My hope is that once we get a new Bond they will completely redo everything so that we can get more variety of stories in future. Bond is at his best when he not trying to capture reality, but living in domain of his own, where he can ski off a cliff in a banana suit and pop open a union jack parachute like its nothing.
Which is not to say I want 70's Bond back with nothing changed, that's what we had it SPECTRE and it was very dated and almost self-pardoy. Bond should of course embrace a new aesthetic for the 2020's but all cards should be on the table in creating that vision. The new Batman got me excited because it feels completely original like non of the other movies we've seen, like a new era for the character. Bond needs his own new era, IMO.
Timothy Dalton managed it just fine in my opinion.

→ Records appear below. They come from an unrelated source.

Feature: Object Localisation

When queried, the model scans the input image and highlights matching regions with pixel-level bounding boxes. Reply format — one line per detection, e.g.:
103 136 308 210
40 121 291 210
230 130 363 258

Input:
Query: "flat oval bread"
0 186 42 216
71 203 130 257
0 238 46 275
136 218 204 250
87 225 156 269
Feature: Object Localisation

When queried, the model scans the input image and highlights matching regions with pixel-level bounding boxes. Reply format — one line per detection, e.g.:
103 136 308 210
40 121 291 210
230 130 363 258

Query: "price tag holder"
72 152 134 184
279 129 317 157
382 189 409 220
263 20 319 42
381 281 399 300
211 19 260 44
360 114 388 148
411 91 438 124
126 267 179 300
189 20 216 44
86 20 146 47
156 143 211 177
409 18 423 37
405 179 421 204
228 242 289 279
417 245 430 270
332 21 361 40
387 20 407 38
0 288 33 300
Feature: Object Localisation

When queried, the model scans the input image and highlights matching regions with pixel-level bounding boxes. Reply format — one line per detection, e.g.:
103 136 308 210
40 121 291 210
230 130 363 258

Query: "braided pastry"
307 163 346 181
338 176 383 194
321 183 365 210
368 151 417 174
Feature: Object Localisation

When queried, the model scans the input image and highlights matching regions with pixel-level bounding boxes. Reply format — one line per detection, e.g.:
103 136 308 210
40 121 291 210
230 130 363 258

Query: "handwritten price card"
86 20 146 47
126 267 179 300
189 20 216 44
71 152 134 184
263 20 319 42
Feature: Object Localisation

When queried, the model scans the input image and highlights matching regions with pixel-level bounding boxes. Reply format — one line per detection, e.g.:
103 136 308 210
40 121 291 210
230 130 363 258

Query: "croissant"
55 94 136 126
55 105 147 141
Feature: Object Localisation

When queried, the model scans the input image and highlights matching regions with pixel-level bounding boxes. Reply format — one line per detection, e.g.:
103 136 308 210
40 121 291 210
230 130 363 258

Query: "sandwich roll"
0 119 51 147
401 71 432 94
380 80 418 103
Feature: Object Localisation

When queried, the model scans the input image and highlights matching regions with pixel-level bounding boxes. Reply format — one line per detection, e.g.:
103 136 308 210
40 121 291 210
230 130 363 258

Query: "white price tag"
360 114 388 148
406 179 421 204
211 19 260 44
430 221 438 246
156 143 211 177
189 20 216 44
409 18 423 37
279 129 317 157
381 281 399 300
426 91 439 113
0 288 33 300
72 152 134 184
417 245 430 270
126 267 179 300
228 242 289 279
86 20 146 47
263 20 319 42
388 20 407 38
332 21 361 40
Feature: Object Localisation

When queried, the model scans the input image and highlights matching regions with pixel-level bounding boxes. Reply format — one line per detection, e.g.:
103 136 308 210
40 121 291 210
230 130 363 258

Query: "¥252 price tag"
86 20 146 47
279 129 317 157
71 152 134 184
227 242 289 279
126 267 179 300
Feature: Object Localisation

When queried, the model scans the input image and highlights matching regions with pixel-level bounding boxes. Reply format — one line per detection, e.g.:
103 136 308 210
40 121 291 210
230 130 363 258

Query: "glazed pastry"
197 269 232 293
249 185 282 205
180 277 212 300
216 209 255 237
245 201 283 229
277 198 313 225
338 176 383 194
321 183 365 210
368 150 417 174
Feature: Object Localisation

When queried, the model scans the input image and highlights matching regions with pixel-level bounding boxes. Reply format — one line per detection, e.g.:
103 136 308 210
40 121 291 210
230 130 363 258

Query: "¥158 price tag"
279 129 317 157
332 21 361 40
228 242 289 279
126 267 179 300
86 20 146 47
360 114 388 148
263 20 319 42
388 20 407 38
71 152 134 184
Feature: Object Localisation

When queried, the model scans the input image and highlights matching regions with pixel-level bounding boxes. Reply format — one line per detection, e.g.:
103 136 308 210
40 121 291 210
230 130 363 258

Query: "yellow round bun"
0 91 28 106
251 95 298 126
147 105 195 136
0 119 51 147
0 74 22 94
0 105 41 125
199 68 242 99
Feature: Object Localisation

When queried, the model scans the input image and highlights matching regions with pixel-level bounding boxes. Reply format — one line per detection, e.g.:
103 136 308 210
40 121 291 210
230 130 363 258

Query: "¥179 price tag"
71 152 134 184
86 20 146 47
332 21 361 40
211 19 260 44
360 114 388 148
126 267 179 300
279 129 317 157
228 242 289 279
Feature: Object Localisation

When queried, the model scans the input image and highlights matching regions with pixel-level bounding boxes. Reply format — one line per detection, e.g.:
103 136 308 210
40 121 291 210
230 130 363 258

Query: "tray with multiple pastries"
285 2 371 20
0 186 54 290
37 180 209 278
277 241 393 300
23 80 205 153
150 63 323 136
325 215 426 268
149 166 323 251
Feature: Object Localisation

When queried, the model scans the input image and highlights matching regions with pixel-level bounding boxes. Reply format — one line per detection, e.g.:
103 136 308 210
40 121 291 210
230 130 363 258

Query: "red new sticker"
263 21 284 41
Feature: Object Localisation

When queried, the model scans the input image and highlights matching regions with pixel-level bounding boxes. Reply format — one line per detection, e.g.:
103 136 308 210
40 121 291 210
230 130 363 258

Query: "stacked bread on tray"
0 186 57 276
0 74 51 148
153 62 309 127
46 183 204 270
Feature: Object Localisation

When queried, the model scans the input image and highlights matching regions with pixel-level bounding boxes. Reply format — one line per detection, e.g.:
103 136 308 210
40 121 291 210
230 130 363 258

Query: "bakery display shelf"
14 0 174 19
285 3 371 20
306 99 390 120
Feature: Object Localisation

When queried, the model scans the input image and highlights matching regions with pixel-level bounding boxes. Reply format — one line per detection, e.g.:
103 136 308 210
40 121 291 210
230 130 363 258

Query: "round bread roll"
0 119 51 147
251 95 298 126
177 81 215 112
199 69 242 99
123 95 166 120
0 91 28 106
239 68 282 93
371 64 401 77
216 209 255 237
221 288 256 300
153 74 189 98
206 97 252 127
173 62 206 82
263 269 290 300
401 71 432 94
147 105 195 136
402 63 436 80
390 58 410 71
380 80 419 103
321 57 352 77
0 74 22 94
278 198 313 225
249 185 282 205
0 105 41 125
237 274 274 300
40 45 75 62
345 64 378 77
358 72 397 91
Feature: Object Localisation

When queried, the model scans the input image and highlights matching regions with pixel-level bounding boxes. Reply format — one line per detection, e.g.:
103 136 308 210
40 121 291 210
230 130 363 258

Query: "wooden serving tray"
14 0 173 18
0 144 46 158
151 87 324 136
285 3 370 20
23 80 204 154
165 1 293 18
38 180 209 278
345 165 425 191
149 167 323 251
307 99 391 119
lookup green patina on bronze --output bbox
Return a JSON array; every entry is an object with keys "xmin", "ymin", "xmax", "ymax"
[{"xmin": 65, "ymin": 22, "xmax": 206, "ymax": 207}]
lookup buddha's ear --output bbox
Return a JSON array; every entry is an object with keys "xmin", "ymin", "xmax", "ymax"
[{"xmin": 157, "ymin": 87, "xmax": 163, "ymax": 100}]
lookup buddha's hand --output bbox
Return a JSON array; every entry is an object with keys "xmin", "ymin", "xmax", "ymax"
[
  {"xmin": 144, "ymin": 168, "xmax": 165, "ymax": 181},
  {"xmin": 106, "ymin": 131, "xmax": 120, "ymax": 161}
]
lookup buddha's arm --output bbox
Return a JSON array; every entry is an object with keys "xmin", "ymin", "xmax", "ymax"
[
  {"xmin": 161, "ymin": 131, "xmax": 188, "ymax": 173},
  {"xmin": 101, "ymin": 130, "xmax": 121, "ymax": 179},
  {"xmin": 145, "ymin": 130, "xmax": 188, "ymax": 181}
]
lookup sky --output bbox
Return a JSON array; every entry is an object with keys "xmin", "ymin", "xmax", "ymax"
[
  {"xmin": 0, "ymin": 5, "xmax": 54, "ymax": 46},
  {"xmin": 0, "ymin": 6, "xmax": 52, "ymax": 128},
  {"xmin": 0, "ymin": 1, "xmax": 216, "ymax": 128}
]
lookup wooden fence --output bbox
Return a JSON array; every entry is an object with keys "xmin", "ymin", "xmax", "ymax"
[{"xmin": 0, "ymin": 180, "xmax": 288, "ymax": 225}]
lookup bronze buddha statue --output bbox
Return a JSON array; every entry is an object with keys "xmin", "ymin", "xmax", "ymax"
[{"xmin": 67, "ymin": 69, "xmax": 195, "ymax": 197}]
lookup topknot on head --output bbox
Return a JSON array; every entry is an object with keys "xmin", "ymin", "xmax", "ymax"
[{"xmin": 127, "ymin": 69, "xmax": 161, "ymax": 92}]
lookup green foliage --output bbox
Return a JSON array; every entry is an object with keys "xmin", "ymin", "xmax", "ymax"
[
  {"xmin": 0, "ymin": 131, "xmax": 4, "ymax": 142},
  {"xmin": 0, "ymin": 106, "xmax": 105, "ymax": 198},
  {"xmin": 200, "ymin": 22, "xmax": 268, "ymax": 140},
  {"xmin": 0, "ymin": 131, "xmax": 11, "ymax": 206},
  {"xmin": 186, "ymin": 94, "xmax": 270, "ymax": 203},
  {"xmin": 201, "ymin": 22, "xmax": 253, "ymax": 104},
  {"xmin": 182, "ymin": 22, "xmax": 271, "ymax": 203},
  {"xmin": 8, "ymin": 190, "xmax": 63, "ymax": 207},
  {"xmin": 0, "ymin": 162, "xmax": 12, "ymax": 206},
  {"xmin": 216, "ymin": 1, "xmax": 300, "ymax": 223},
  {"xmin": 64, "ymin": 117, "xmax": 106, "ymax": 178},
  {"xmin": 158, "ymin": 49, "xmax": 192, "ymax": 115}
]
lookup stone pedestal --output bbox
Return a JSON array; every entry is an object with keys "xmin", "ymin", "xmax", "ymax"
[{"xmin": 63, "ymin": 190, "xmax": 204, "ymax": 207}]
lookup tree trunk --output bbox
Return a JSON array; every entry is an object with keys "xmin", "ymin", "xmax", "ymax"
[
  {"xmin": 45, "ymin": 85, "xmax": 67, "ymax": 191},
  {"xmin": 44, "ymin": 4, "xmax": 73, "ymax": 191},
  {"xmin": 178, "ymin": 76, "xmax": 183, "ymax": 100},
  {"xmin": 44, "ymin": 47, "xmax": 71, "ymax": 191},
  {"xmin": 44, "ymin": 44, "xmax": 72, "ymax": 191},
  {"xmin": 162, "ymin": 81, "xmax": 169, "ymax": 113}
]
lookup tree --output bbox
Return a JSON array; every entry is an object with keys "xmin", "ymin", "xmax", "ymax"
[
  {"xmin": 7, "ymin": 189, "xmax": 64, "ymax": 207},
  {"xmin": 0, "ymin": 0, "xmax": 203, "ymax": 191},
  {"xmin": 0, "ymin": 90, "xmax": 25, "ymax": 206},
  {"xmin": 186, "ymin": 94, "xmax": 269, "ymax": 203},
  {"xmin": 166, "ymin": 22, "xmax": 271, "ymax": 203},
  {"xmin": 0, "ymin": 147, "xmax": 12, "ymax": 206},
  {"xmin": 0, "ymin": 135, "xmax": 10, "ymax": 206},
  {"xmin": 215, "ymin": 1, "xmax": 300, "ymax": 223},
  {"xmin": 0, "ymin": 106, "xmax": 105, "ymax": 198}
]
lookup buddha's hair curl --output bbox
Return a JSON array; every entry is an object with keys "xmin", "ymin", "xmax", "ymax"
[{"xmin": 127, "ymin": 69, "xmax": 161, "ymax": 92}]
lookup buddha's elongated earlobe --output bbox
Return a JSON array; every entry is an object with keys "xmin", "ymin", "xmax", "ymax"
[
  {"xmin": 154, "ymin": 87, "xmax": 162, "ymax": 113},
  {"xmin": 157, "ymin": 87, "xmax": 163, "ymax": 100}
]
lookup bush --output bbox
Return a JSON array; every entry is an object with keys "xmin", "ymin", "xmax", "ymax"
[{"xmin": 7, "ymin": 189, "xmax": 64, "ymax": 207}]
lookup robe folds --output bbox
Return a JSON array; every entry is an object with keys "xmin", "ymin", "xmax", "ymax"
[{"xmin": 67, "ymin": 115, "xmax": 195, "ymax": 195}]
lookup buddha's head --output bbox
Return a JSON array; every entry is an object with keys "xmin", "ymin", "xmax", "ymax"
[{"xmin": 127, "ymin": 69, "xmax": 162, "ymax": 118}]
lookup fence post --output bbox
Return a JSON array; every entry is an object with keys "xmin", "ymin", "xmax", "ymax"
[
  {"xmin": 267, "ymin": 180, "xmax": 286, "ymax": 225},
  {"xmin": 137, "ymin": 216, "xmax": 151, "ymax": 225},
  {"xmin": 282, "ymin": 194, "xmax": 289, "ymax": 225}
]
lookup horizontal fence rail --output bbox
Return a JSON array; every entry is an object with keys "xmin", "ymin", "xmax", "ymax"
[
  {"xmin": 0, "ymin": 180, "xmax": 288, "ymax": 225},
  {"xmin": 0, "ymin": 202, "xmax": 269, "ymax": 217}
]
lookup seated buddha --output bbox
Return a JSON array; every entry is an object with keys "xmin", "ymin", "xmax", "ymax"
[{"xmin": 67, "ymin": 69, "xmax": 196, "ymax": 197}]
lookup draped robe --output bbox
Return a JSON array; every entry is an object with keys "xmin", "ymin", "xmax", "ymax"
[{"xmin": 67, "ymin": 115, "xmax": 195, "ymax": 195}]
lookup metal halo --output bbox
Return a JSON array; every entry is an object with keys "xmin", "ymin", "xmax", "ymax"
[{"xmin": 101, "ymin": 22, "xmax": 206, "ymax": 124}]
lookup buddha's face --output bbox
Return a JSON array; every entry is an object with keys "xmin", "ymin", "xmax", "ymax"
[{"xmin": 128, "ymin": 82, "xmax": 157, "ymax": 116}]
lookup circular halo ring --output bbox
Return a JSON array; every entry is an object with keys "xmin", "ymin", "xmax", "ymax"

Give this man a beer. Spot on! ^:)^
He didn't really do anything of those things, though. Also, his films made less money.
He didn't need to, and yet he still got closer to the Fleming character than any previous actor. As for the BO draw, that's a different argument. Maybe audiences were not ready for that kind of Bond back in 1987, yet in 2005 they were. Tastes change over time.
But you just said he managed it fine..?
It depends on the definition of 'managing it fine' I think; it is also relevant to Since62's question of whether many people would want to see it.
Personally I think Craig got what Bond needs to be on screen more than Dalton (or, to be fair to him, perhaps Glen) did. Serious is fine, but without swagger there's much less for the audience to enjoy in the character.
Personally I don't see the point of period adaptations of the novels: they won't capture the period any better than the actual Bond films made at that time, they'd be horribly expensive, judged against the movie versions which are, in some cases classics, and with plots that don't really work as well on screen as the movie ones. Why watch some guy on a table with a buzzsaw travelling up between his legs when I could be watching Connery with a laser beam, in a Ken Adam set with John Barry's music playing?
Just enjoy them as the -terrific- books they are.